On Mon, May 19, 2014 at 05:07:44PM -0700, Nicholas Nethercote wrote:
> On Mon, May 19, 2014 at 3:05 PM, L. David Baron <dba...@dbaron.org> wrote:
> >> Do we still need Trace Malloc?
> >
> > Are you talking about removing it from the debug builds done on our
> > infra, or removing it from the tree?
> 
> I'm aiming for the latter, though the former is a reasonable first step :)
> 
> > I think the former is fine;
> > I'd like to know more about the memory graph analysis abilities of
> > ASAN before being ok with the latter.
> >
> > (It was enabled because we used to track shutdown leak metrics and
> > some other metrics, but when we switched to tracking
> > performance/memory metrics from graphs to tracking them via
> > regression notices, regression notices weren't added for those
> > measurements, so they just kept regressing without people noticing.

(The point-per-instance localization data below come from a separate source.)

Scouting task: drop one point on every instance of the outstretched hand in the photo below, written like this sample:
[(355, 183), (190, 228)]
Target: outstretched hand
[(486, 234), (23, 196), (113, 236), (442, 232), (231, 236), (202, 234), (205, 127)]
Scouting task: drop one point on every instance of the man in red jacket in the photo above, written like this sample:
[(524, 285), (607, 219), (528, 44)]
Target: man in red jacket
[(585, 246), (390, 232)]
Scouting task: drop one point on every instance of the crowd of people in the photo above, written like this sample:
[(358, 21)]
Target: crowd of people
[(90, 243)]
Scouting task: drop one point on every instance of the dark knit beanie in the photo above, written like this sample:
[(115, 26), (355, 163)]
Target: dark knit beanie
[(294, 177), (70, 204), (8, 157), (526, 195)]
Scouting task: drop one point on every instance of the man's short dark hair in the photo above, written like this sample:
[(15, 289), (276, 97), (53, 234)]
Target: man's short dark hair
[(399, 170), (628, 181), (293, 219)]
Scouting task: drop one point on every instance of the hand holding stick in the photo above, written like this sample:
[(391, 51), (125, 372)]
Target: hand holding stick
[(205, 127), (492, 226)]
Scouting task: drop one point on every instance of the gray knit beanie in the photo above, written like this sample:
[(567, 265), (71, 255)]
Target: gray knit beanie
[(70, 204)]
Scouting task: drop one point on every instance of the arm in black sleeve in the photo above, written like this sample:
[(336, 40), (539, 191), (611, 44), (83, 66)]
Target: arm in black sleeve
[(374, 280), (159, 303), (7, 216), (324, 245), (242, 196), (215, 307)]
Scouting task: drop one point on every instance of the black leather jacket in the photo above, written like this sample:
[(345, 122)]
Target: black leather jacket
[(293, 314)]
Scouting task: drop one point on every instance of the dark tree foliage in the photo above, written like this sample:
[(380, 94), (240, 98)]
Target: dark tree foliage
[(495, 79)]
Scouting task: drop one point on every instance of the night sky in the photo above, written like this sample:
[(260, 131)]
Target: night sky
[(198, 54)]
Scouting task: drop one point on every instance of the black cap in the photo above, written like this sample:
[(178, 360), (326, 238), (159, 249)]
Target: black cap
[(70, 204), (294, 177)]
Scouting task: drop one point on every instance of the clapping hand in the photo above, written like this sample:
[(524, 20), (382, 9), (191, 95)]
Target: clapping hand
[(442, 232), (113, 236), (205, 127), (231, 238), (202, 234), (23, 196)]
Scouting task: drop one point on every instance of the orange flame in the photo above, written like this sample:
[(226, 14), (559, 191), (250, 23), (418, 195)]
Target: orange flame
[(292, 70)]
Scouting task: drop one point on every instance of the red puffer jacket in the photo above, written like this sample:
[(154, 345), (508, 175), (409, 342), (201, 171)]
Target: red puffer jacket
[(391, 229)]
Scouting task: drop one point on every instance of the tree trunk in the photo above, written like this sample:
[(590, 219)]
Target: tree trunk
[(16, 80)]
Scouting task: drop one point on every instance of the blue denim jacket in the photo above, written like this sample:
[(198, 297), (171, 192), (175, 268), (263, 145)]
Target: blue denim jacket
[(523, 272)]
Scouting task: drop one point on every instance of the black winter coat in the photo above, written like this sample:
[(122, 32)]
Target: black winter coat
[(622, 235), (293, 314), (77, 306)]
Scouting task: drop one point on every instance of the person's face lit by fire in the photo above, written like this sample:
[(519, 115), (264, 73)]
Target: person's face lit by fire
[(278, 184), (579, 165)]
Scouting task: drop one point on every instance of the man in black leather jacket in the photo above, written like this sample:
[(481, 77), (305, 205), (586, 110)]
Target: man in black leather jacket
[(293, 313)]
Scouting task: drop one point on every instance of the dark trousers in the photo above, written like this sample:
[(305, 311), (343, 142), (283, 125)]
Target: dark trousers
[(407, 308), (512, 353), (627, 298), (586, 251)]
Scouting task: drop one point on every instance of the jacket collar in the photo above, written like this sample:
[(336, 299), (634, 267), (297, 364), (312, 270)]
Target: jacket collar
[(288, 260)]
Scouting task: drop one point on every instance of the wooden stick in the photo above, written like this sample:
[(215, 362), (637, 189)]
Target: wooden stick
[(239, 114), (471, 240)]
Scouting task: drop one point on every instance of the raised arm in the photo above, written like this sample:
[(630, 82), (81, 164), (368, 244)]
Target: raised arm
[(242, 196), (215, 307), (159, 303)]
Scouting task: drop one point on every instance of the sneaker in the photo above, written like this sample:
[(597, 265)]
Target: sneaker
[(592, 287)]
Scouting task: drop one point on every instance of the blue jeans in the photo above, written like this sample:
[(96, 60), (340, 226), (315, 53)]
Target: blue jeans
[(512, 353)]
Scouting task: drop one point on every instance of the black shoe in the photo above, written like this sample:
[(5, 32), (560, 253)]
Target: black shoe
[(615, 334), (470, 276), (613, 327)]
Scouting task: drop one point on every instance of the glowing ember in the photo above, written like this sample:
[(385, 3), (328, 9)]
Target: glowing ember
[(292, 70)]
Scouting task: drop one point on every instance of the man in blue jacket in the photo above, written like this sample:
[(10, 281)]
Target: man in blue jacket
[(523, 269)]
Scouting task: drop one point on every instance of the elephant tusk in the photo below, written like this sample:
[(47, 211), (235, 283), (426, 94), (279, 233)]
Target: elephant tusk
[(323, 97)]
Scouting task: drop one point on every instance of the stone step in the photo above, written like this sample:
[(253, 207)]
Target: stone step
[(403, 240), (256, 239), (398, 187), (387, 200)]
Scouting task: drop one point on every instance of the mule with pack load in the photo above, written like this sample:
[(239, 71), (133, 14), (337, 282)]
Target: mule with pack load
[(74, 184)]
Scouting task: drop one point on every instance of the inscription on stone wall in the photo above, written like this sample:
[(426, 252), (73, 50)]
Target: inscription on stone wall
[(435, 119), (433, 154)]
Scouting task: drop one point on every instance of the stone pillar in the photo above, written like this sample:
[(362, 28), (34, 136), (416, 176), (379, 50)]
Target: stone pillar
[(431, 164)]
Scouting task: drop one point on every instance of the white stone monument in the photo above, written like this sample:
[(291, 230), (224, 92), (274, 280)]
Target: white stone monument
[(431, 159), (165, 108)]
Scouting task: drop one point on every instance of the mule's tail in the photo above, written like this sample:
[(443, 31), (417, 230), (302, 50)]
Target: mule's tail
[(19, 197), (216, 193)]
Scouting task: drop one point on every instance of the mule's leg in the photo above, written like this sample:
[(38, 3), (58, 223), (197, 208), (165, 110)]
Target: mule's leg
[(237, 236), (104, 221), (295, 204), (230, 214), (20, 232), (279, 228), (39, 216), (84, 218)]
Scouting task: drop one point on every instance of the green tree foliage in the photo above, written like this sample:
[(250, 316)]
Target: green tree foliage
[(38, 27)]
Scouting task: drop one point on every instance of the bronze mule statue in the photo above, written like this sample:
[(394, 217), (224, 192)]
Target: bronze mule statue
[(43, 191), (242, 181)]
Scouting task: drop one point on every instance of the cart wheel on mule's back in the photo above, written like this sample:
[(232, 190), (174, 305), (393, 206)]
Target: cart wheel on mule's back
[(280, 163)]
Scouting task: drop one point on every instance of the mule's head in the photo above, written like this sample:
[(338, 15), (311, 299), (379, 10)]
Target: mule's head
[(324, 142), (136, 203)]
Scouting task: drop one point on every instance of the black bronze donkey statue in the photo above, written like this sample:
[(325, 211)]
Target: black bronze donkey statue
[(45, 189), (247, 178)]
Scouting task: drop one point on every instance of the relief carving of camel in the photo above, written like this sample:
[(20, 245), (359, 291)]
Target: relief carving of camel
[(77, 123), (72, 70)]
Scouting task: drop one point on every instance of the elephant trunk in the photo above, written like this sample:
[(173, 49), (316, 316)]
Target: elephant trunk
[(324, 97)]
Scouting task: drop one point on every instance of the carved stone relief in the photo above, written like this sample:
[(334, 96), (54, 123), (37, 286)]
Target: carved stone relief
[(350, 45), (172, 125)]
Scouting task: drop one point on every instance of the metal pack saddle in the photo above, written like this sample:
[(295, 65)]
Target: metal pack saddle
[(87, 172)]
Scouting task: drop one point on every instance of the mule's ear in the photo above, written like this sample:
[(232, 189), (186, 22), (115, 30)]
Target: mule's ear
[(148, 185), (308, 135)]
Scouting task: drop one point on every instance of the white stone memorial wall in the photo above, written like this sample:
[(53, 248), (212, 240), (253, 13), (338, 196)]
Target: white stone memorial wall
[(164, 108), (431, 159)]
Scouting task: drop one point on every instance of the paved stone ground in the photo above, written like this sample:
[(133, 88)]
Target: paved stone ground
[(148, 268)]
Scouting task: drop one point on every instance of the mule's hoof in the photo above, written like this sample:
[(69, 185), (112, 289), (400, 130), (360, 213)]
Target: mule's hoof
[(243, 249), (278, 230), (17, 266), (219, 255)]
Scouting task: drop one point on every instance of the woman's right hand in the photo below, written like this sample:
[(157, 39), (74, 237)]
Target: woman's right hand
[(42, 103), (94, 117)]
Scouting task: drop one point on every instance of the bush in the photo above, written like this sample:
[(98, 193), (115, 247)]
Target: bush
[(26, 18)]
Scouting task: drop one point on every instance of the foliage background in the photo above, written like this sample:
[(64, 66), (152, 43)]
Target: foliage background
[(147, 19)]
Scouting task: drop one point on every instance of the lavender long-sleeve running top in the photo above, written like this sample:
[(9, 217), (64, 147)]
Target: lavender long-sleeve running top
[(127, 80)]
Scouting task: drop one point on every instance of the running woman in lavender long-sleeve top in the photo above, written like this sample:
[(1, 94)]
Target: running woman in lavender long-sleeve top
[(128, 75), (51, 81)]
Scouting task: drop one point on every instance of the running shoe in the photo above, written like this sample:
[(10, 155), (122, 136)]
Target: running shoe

> > At some point we then stopped running them because nobody was
> > looking at them.  I wouldn't mind having that metric tracked again
> > in some way because it does catch some real leak regressions in
> > addition to shutdown leaks.)
> 
> Andrew McCreight is working on getting LSAN enabled by default on TBPL
> (bug 976414). He's already found a bunch of leaks using it; see the
> blocking bugs. LSAN's docs are here:
> https://code.google.com/p/address-sanitizer/wiki/LeakSanitizer.
> There's not much info on how it works, though I suspect it's extremely
> similar to how Valgrind's leak checking works, which is described in
> some detail here:
> http://www.valgrind.org/docs/manual/mc-manual.html#mc-manual.leaks
> 
> If you're still concerned, porting this feature of Trace Malloc to DMD
> is an option. But in general, tools like Valgrind and ASAN/LSAN do a
> better job of leak detection than simple malloc replacement tools like
> Trace Malloc, because they are able to do a conservative scan of
> addressable memory to find pointers. This means they can distinguish
> truly unreachable blocks from blocks that are still reachable but we
> didn't bother freeing. In practice, the number of blocks in the latter
> category is huge, and IME tools that can't distinguish the two cases
> are very difficult to use.

OTOH, *SAN tools are only running on Linux, and thus won't find any
leaks that come from platform-dependent code.